Students who have completed eight master's courses and achieved good results can directly enter the doctoral program. Applicants who have obtained a master's degree in mechanical engineering (ABET certification) and are fully prepared can also enter the doctoral program in mechanical engineering.

If the engineering background is insufficient (for example, from a science major), you can be admitted after completing the required minimum undergraduate course. Only well-prepared students can be formally admitted to the Department of Mechanical Engineering and Materials Science. In order to be admitted to the doctoral program, students must have excellent academic admission and the potential to engage in research independently. The average grade point of the postgraduate course for quasi-doctoral students shall not be less than 3.3.

2. Materials Science and Engineering

The Department of Mechanical Engineering and Materials Science has been focusing on high-quality postgraduate education, which is consistent with its high attention to research. Its master of science and doctoral programs also cover materials science and engineering. At the master of science stage, both master of research and master of specialty are offered. Postgraduate courses are generally taught at night to facilitate on-the-job study.

The course of materials science and engineering is problem-solving-oriented, focusing on the transformation of scientific and engineering achievements to solving material problems that hinder scientific and technological progress. Their goal is to train engineers and provide students with the tools they need to succeed in research, development, production, management and teaching.

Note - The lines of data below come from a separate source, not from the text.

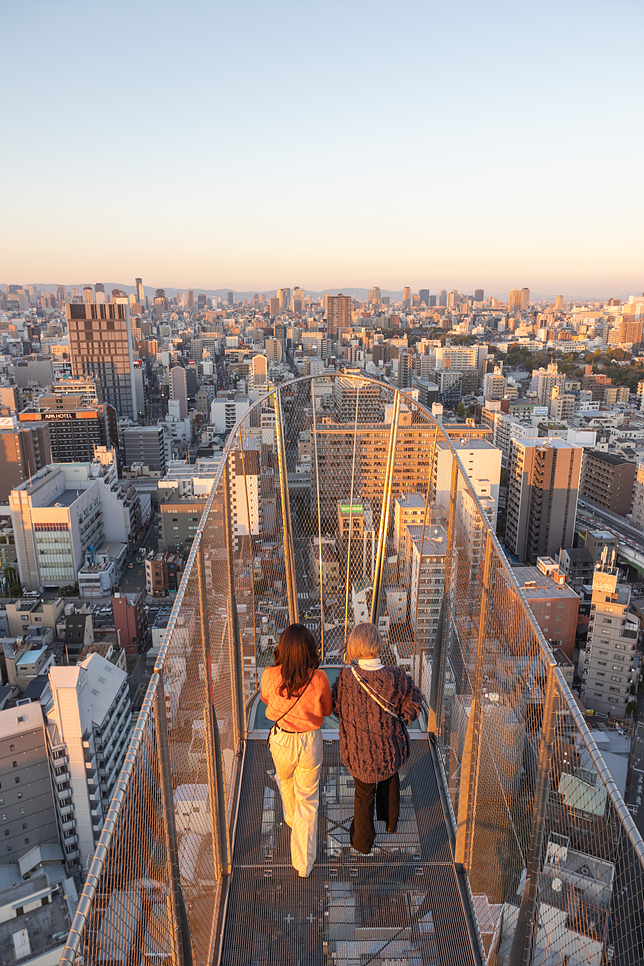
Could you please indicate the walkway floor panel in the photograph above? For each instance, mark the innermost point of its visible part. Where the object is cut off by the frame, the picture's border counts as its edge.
(401, 903)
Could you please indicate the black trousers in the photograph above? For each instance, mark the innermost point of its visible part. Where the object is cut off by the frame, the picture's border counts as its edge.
(386, 795)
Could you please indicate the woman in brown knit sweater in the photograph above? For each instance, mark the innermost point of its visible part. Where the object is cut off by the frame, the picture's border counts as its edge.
(369, 701)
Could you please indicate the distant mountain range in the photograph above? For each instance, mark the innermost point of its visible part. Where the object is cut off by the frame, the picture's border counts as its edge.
(357, 293)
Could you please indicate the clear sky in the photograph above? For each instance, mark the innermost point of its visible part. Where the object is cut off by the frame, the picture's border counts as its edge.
(257, 143)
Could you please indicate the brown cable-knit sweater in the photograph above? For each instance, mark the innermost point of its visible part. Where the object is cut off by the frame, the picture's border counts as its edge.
(373, 745)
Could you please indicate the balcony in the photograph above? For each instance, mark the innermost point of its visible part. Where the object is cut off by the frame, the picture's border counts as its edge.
(501, 763)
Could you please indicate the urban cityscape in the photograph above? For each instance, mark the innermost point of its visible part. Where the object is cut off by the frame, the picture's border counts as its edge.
(321, 364)
(119, 409)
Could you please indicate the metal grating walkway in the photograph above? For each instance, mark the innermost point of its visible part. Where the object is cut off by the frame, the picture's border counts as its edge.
(402, 904)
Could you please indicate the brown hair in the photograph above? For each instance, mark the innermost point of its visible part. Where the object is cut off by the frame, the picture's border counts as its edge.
(297, 656)
(363, 641)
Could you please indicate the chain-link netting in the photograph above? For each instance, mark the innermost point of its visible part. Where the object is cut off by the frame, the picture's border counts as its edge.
(340, 500)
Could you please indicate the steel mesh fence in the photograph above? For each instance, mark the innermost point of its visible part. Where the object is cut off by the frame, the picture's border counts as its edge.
(340, 500)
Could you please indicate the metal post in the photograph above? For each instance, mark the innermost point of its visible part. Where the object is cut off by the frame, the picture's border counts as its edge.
(422, 544)
(364, 536)
(289, 563)
(179, 928)
(472, 746)
(521, 950)
(444, 628)
(317, 487)
(234, 637)
(220, 832)
(384, 513)
(250, 551)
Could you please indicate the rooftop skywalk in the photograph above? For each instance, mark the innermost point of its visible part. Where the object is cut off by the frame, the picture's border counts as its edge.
(339, 500)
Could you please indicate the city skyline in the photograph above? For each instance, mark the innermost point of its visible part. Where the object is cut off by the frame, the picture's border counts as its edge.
(466, 155)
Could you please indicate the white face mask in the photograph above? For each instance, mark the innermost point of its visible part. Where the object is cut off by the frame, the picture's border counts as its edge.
(370, 663)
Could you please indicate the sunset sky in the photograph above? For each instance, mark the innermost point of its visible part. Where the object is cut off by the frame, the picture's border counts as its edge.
(324, 144)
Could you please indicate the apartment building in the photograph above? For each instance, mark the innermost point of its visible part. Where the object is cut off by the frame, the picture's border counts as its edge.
(27, 810)
(543, 488)
(553, 602)
(612, 642)
(63, 514)
(87, 737)
(608, 481)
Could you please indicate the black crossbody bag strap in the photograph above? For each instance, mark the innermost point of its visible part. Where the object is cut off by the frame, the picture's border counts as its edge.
(288, 710)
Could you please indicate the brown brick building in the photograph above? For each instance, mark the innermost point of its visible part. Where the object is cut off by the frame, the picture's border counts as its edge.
(608, 481)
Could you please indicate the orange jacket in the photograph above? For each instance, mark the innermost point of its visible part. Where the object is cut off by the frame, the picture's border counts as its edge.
(309, 712)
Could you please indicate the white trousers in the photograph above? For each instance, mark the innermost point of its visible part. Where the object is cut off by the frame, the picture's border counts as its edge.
(298, 763)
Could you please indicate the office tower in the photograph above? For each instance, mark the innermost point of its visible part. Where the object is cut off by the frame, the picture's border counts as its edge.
(179, 389)
(297, 302)
(608, 481)
(61, 514)
(638, 497)
(28, 811)
(23, 451)
(630, 331)
(612, 641)
(100, 345)
(74, 428)
(88, 734)
(543, 487)
(145, 444)
(405, 369)
(339, 311)
(547, 380)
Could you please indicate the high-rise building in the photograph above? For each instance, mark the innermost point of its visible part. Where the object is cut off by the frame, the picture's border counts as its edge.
(547, 380)
(612, 641)
(608, 481)
(28, 811)
(23, 452)
(179, 390)
(638, 497)
(100, 345)
(543, 487)
(514, 300)
(62, 514)
(88, 735)
(339, 309)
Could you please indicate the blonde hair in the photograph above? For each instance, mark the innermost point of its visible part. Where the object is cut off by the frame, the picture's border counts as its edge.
(363, 641)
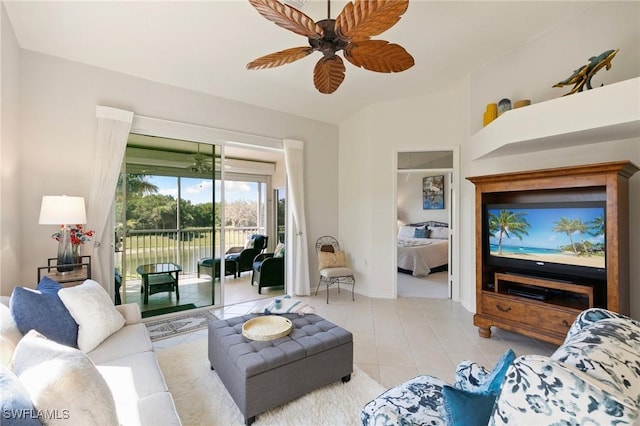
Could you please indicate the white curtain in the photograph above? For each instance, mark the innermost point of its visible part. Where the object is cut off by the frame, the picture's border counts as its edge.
(112, 132)
(298, 253)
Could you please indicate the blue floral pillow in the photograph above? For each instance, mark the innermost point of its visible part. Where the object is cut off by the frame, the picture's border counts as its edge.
(43, 311)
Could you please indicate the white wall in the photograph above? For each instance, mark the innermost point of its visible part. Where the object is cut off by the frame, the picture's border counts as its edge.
(58, 100)
(410, 208)
(371, 140)
(450, 117)
(10, 186)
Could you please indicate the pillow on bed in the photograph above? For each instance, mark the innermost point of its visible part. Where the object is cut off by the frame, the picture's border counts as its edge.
(441, 233)
(422, 233)
(407, 231)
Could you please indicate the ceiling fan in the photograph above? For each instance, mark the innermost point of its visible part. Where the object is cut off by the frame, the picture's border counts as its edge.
(350, 32)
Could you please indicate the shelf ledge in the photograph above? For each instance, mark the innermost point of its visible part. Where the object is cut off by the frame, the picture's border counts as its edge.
(602, 114)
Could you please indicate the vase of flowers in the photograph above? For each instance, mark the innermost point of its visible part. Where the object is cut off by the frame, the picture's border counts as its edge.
(78, 237)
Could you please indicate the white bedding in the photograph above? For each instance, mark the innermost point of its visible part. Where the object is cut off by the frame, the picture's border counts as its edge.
(420, 255)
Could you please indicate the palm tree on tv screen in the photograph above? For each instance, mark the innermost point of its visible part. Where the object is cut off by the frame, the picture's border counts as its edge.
(569, 227)
(508, 223)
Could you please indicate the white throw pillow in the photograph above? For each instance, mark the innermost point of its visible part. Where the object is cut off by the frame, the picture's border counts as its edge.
(63, 383)
(90, 306)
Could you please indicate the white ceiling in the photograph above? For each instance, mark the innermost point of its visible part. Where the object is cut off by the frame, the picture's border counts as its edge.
(205, 46)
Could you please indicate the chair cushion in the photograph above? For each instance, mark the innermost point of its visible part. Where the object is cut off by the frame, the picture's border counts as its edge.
(233, 256)
(331, 260)
(42, 310)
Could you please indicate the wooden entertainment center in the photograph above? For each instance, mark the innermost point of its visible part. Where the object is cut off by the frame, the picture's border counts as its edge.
(509, 299)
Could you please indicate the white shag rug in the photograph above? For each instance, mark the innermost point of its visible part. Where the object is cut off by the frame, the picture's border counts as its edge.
(201, 398)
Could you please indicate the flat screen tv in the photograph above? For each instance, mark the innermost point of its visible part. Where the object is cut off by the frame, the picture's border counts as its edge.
(565, 240)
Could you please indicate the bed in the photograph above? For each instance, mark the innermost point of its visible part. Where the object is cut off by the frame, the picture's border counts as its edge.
(423, 248)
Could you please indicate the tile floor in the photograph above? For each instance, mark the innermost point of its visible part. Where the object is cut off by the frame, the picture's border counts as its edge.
(395, 340)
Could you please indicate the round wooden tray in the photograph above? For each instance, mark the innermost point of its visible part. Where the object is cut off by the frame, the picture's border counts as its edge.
(268, 327)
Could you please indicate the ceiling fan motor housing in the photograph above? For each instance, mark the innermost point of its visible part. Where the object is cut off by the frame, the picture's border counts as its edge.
(330, 42)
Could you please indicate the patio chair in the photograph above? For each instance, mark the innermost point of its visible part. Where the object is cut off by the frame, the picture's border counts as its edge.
(244, 256)
(268, 271)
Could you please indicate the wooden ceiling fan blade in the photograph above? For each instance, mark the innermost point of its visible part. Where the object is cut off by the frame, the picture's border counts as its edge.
(379, 56)
(367, 18)
(277, 59)
(288, 17)
(328, 74)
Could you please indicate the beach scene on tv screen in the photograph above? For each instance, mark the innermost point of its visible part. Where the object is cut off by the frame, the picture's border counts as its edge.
(573, 236)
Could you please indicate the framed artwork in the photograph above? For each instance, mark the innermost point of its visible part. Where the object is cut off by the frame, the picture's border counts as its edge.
(433, 192)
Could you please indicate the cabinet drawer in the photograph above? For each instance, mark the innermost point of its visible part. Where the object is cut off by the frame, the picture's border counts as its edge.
(545, 316)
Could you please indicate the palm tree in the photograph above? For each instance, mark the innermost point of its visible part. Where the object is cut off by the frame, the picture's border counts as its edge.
(138, 185)
(597, 226)
(508, 223)
(569, 226)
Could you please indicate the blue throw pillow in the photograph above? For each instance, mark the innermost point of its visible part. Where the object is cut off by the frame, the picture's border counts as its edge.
(16, 405)
(43, 311)
(462, 408)
(494, 379)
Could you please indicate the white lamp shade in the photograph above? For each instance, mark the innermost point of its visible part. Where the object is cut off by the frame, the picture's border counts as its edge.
(62, 210)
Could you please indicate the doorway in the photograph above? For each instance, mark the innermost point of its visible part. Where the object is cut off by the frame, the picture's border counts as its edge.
(426, 218)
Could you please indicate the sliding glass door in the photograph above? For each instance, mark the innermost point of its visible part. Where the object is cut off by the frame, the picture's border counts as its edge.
(168, 226)
(181, 207)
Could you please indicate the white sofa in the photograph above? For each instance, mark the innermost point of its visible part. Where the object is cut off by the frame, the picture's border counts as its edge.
(125, 360)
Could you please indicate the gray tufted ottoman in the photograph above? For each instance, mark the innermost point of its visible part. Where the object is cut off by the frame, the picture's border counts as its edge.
(262, 375)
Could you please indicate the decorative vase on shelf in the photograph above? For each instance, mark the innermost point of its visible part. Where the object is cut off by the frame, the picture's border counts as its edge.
(76, 255)
(65, 253)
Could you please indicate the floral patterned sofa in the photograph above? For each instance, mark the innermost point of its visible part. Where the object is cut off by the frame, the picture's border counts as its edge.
(592, 378)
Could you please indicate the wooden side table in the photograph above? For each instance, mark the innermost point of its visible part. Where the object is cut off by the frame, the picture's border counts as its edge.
(81, 272)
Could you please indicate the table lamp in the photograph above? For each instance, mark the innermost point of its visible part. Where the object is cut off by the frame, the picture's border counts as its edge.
(63, 210)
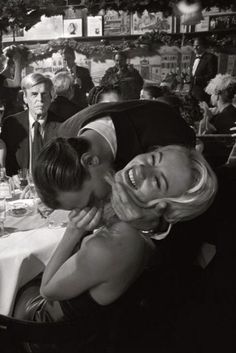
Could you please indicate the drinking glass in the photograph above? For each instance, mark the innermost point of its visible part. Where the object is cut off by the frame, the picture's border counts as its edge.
(52, 222)
(30, 181)
(3, 212)
(22, 175)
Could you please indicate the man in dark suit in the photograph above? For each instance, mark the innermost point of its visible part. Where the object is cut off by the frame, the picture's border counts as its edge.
(203, 69)
(62, 106)
(137, 126)
(82, 80)
(18, 131)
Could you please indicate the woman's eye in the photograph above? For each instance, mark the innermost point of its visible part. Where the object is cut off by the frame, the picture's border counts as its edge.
(157, 181)
(153, 159)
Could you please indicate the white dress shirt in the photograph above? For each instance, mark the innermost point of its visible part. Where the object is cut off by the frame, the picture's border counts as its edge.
(195, 64)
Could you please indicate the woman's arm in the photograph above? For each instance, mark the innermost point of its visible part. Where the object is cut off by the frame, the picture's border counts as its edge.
(3, 152)
(62, 271)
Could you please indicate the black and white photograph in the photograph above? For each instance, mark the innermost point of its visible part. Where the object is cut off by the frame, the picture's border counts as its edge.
(117, 176)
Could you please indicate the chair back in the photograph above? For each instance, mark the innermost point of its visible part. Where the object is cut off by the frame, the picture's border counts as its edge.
(21, 336)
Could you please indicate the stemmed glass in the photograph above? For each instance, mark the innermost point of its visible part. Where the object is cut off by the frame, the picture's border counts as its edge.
(3, 212)
(22, 175)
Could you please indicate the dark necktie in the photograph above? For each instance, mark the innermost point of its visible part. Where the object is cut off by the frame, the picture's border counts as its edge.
(37, 142)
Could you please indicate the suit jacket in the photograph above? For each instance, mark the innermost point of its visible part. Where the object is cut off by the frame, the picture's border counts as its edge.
(63, 108)
(80, 97)
(139, 125)
(206, 70)
(15, 134)
(225, 120)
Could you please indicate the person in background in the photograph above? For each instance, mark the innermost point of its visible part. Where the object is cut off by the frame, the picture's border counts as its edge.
(204, 68)
(99, 94)
(10, 79)
(92, 272)
(125, 76)
(221, 118)
(62, 106)
(20, 132)
(2, 110)
(150, 92)
(82, 80)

At present, some research projects of the Department focus on several aspects of advanced ceramics and metallurgy, including corrosion and oxidation, high-temperature materials, magnetic materials, phase transition between metallurgy and ceramics, plastic deformation of metals and alloys, mechanical heat treatment of steel and other alloys, thermodynamic properties of materials, ceramic technology, high-temperature superconducting and microwave ferroelectric properties of ceramics, and smart materials and structures.

3. Nuclear engineering

The University of Pittsburgh offers postgraduate courses in nuclear engineering. Research fields include nuclear operation and safety, nuclear science, nuclear system and policy. Nuclear operation and safety not only meet the perceived educational needs, but also make use of Pittsburgh's unique industrial resources. The Department of Nuclear Engineering of the University of Pittsburgh has decades of commercial application experience in the nuclear energy industry, and they are also experts and engineers in this field.

Nuclear science provides necessary courses for graduate research projects. Finally, in terms of nuclear system and policy, nuclear engineering has also set up courses to learn nuclear industry standards and nuclear power management.